Who are your mentors or role models?
Martin Luther king Jr stepped up to the plate to pastor a controversial black church at a time in the history of the Unites States of America when it was very unpopular and life-threatening for a blackman to be a leader. Nnamdi Azikiwe led Nigeria to independence at a time in the history of Nigeria when the success of a man was measured by the size of his yam barn. Nelson Mandela spent 25 years of his most useful life span in South African prison to liberate his people. What these great men of their time and our time had in common is that they walked against the grain. They volunteered themselves to chart new courses and blaze new trails.
In practical situation, not everybody will be producing or directing when they get out of school, what other roles in filmmaking are available in the academy?
At this point in the start-up phase at Asaba Film Academy, we offer free tuition and free accommodation in our flagship training programmes, in screenwriting and acting. We will introduce other training programmes when we are financially stable enough to sustain them. Some of the training programmes we intend to introduce at Asaba Film Academy in the near future include, but are not limited to, producing, directing, cinematography, photography, sound mixing, editing, makeup, script supervising, set design, light handling, property handling and costume handling.

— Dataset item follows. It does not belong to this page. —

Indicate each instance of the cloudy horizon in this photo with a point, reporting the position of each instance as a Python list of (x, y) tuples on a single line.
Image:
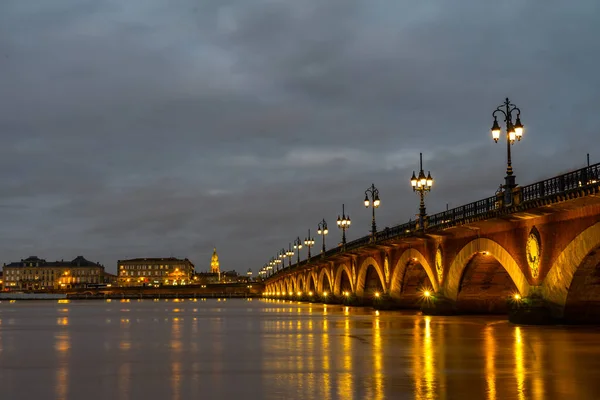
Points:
[(157, 129)]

How do you compare with traditional film schools?
Our business model of training and hiring our trainees sets us apart from conventional film schools. Even the best film schools in the world don’t bother themselves with the employment of their graduates. At Asaba Film Academy, we offer all-around empowerment. We had Tony Umez, Livinus Nnochiri, Blessing Nwankwo and some other Nollywood veterans in our maiden film project, Asia: The Love Covenant and we had Shan George, Livinus Nnochiri and some other and a few others in our second film project, Ghetto Blues.
Is this a structured movie academy or a ‘coffee fetching internship’?
We have training programmes in screenwriting and acting for now. We get our trainees grounded in the academics and soak them in the practice. The acting programme consists of 32 classes of 2-hour class sessions, while the screenwriting programme consists of 56 classes of 2-hour class sessions. Our trainees wrote the screenplays for our first two film projects, Asia: The Love Covenant and Ghetto Blues; and they acted in them.
After this, what next?
When I ventured out in 2014, the goal was to establish three different business units and sustain them. The first of the three business units, Asaba Film Academy, has been running for about five years and still counting. We activated the second one, Flix Pix Works, just last year and made two movies. We intend to keep it activated, executing more film projects moving forward. We’re now gearing up to activate the third of the business units, Reels on Wheels Concepts, for the purpose of distributing our films.